Australia allrounder Glenn Maxwell revealed he had been eyeing up the opening position for some time after he hit a 65-ball 145 not out from the top of the order to lead Australia to a record T20 score in their 80-run win over Sri Lanka.
Maxwell had only opened twice before for Australia - once each in Tests and ODIs - and his elevation in this match in place of Aaron Finch was something of a surprise, given Usman Khawaja's presence in the side. Captain David Warner suggested Maxwell had been asked to open because Australia wished to preserve the left-hand right-hand combination, but Maxwell said he had initially floated the idea himself.
"I actually had a chat to [coach] Greg Blewett a couple of days ago after Finch hurt his finger," Maxwell said. "I said: 'Geez, I'd love to have a crack at the top of the order.' Sure enough, a couple of days, Warner gave me a tap on the shoulder and told me I was going to be up the top with him. So I was excited about it and looking forward to the opportunity."
Maxwell said he had been envious of limited-overs openers, even having recently made lighthearted fun of Finch's 18-ball fifty in the fourth ODI on social media. "Can't be that hard to do it when you've got two [fielders] outside the circle," he had tweeted at the time. Maxwell's 145 is the second-highest T20I score, behind Finch's 156 against England at the Ageas Bowl in 2013.
"I really enjoy batting at the top of the order in T20 cricket," Maxwell said. "I find it's easier to get into the innings. When you're in the middle order you have to be proactive the whole time. It seems like if you get out playing a big shot at that stage of the game, it all falls on your shoulders.
"At the top of the order you've got a little bit more freedom to get yourself into the game and play pretty normal cricket shots without taking risks. You only have to beat two guys on the fence. The way Sri Lanka set fields at the start made it pretty obvious where they're going to bowl. It made my job a lot easier in the first six."
Maxwell had reached his half-century off 27 balls, in the ninth over. He said IPL experiences - especially the 2014 IPL season when he made scores of 89, 90 and 95 twice, his previous T20 career-best - had helped him turn that start into a mammoth T20 score.
"When I looked up and there was eight overs to go and I was 80 or 90, I got the sense it would be a big score.

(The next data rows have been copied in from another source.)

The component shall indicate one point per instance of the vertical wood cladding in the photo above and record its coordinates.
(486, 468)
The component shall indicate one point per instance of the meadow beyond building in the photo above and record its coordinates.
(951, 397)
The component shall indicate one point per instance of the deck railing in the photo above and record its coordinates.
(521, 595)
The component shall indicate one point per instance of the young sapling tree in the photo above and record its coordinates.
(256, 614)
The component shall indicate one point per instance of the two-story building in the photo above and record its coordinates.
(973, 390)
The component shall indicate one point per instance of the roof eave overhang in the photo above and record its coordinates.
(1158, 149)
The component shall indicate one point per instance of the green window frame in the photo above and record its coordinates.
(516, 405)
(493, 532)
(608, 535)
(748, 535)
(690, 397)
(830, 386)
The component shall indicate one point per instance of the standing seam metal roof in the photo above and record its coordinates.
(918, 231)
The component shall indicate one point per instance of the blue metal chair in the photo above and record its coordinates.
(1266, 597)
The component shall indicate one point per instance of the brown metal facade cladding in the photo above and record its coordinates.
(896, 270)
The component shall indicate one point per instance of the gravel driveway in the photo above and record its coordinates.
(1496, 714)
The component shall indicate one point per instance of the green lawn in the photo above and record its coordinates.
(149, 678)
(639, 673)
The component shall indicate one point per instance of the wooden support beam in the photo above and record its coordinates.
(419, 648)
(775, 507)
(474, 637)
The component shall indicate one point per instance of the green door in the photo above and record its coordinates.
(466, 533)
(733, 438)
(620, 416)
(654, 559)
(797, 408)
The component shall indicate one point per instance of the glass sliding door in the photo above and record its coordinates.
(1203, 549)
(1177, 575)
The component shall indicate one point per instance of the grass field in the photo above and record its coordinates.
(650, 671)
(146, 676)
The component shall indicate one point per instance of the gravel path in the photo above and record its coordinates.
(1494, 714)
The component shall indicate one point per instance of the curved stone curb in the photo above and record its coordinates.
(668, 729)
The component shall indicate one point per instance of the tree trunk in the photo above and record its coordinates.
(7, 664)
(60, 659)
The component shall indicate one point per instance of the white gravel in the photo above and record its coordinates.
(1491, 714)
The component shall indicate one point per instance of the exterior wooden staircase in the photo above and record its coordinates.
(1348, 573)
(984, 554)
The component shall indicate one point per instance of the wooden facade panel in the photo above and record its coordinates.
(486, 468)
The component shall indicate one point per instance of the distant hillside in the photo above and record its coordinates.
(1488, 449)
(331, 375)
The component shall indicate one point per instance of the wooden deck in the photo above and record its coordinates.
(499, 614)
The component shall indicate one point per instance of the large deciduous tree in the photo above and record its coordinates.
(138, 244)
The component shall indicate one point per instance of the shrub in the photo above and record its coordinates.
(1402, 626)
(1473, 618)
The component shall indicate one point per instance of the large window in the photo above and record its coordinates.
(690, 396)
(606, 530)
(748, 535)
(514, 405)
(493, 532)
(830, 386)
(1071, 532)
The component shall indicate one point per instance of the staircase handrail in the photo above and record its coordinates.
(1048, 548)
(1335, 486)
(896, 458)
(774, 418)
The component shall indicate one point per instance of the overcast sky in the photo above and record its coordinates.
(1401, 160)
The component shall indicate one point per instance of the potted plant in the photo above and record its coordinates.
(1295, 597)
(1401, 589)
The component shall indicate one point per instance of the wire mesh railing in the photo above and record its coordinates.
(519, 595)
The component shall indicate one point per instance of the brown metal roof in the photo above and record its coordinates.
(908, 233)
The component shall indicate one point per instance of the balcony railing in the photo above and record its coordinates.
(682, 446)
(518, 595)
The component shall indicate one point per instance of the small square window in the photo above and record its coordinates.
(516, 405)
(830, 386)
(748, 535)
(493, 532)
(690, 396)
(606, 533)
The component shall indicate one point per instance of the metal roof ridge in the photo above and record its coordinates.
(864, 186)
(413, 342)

I didn't really realise how long there was left. I think I've made that mistake a few times playing in the IPL. I kept swinging until I was out. I probably played periods a bit smarter tonight. I knew if I mistimed it, it'd go in the gap."

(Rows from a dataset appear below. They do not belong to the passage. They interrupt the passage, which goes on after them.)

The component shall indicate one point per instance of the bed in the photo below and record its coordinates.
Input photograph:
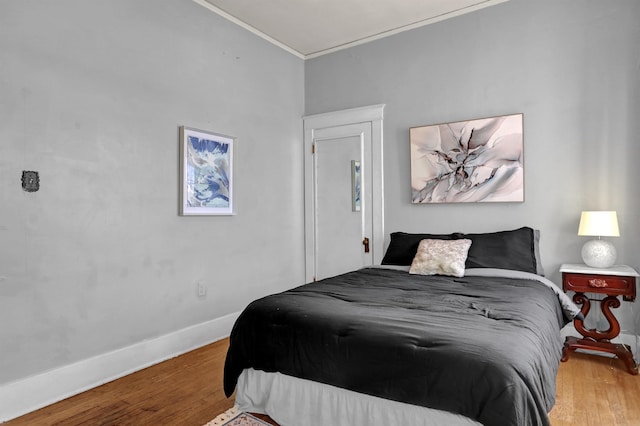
(456, 329)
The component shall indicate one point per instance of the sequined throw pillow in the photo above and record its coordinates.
(441, 257)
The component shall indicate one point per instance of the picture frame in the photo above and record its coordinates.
(472, 161)
(206, 172)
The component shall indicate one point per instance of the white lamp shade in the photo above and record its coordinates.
(599, 224)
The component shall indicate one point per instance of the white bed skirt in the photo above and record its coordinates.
(291, 401)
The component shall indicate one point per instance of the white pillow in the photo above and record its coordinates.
(441, 257)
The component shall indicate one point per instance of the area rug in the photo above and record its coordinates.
(233, 417)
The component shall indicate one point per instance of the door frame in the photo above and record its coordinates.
(372, 115)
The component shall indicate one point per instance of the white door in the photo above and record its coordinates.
(343, 233)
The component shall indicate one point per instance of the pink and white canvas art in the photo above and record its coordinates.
(468, 161)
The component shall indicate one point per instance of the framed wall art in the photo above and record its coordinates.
(468, 161)
(206, 173)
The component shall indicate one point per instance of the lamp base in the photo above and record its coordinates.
(599, 254)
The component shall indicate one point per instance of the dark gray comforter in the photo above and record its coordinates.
(484, 347)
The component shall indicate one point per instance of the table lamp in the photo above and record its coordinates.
(599, 253)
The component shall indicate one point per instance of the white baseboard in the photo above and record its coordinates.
(29, 394)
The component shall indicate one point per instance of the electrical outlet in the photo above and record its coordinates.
(202, 290)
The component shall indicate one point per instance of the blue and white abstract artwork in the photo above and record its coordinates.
(207, 173)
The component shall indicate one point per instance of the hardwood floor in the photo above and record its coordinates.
(187, 390)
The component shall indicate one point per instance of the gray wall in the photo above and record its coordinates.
(570, 66)
(91, 95)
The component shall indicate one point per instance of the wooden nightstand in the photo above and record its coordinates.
(615, 281)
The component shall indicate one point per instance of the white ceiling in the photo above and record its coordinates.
(310, 28)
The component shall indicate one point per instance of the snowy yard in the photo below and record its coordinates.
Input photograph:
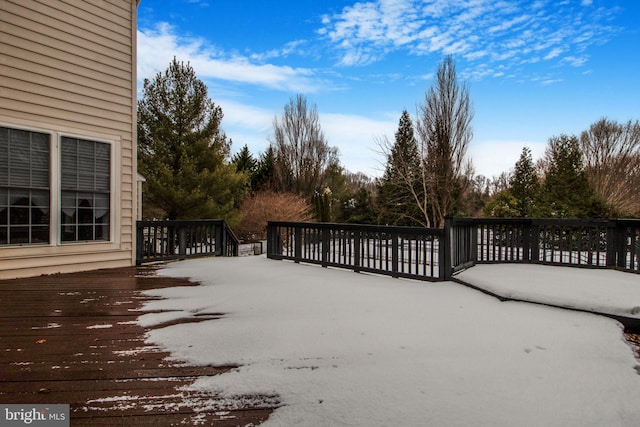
(348, 349)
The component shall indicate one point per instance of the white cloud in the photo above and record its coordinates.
(356, 136)
(554, 53)
(491, 158)
(509, 33)
(157, 47)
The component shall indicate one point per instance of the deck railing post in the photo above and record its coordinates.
(325, 246)
(182, 240)
(534, 242)
(445, 242)
(613, 252)
(357, 237)
(140, 243)
(394, 253)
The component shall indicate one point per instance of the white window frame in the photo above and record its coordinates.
(55, 177)
(58, 192)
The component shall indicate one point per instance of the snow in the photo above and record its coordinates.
(348, 349)
(601, 291)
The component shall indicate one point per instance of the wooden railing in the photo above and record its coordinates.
(396, 251)
(166, 240)
(594, 243)
(437, 254)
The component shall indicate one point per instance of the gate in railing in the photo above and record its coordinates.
(437, 254)
(166, 240)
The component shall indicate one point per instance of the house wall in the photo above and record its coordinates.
(68, 67)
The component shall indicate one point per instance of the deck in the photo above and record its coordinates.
(73, 339)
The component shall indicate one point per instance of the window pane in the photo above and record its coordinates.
(87, 186)
(102, 232)
(19, 215)
(85, 232)
(4, 156)
(40, 234)
(24, 173)
(68, 233)
(18, 235)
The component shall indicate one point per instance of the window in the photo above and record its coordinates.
(85, 190)
(24, 187)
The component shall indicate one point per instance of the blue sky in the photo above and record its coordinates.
(535, 69)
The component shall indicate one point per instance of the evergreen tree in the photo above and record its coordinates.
(264, 176)
(444, 131)
(244, 161)
(182, 152)
(524, 185)
(566, 192)
(400, 189)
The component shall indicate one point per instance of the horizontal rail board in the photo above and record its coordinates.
(437, 254)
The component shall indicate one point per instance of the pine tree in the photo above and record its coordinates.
(244, 161)
(566, 191)
(525, 186)
(399, 189)
(182, 152)
(264, 177)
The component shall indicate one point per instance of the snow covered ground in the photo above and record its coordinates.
(600, 291)
(348, 349)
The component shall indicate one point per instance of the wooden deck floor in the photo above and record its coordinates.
(73, 339)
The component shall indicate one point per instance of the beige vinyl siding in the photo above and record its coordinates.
(68, 67)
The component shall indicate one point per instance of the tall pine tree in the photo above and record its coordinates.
(182, 152)
(400, 190)
(525, 186)
(566, 192)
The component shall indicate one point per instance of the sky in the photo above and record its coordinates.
(535, 69)
(339, 348)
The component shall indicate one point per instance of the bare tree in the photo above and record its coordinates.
(444, 131)
(612, 162)
(264, 206)
(302, 155)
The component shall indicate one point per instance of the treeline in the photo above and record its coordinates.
(186, 160)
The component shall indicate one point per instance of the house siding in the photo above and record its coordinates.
(68, 67)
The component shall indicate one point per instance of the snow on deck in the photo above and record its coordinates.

It has at times been a difficult year for Maxwell, who was dropped from the ODI squad completely, after a modest tri-series in the Caribbean. He had since also had poor outings with the Australia A team, for whom his high score was 46 not out in six innings across the month of August.

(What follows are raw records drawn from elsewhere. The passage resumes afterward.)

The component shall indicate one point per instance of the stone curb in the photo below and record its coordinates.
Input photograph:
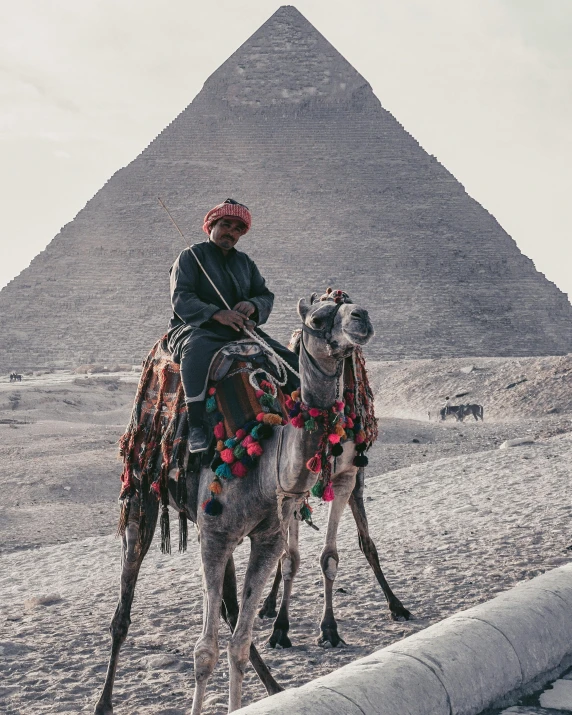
(484, 657)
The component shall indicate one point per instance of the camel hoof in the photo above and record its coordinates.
(103, 709)
(330, 638)
(279, 638)
(268, 610)
(400, 613)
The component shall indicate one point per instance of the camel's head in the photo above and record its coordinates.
(334, 324)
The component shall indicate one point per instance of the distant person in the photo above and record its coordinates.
(201, 324)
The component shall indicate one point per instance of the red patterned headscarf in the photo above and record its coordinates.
(230, 207)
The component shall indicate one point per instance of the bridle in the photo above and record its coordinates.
(325, 333)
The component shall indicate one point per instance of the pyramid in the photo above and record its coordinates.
(341, 195)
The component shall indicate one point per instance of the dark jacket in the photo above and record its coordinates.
(195, 301)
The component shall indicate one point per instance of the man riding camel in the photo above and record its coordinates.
(202, 324)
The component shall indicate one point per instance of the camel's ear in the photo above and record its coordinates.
(303, 308)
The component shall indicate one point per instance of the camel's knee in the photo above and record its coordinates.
(329, 564)
(290, 565)
(120, 624)
(206, 657)
(238, 654)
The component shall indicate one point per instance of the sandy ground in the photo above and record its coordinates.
(455, 519)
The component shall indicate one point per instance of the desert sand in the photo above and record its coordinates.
(455, 517)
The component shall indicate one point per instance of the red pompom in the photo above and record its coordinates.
(328, 494)
(227, 455)
(219, 430)
(314, 464)
(239, 469)
(254, 449)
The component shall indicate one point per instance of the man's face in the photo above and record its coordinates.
(226, 232)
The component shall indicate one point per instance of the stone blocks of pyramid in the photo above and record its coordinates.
(341, 195)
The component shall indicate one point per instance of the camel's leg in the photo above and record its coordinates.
(290, 565)
(264, 553)
(215, 553)
(343, 485)
(134, 551)
(268, 609)
(397, 609)
(229, 612)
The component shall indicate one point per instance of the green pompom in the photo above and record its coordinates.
(239, 451)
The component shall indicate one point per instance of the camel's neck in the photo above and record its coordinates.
(319, 383)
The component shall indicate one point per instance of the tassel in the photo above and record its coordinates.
(181, 487)
(218, 430)
(314, 464)
(318, 489)
(310, 425)
(212, 507)
(239, 470)
(223, 471)
(165, 531)
(264, 431)
(182, 531)
(215, 487)
(328, 494)
(337, 450)
(123, 516)
(271, 419)
(227, 455)
(254, 449)
(360, 460)
(217, 461)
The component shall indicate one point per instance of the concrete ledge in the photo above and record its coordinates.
(481, 658)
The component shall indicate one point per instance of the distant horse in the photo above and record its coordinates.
(475, 410)
(457, 410)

"West Indies was pretty disappointing," Maxwell said. "I felt like I was a bit out of luck there. I just couldn't get a break through that. To not be on the Sri Lanka Test tour probably hurt more than anything. I understood why they dropped me. I had no issues with that. And my scores were quite pitiful, by my standards, for the Australia A team. I think I scored more in this innings than in all my A team innings put together."
Maxwell's 145 is just the latest headline performance in Australia's resurgence in Sri Lanka, after they were whitewashed in the Tests. There is an argument that Australia should pick limited-overs batsmen who have had success in Asia on forthcoming Asian Test tours, but Maxwell was skeptical of that line of thought.
"To score runs in one-day cricket in the subcontinent is totally different to playing red-ball cricket, when you've got guys around the bat, five guys on the fence, and they're able to just plug away all day," Maxwell said. "It doesn't matter how many reverse sweeps for four you hit, they're still going to be around the bat. And when you try to defend, one will blow up off the wicket, take your gloves, and you're out. I know how difficult it is. People say he's made runs in the subcontinent in the white-ball form so surely he can make runs in the red-ball form. But it's just not the same.
"I'd like to think, on the back of my four-day form in Australia, I don't think it should matter where my Tests are played. I wouldn't want to be pigeonholed as a subcontinent specialist, because I know how difficult it is here. All my red-ball runs have been made in either England or Australia. On the back of that I'd like to be picked in Australia."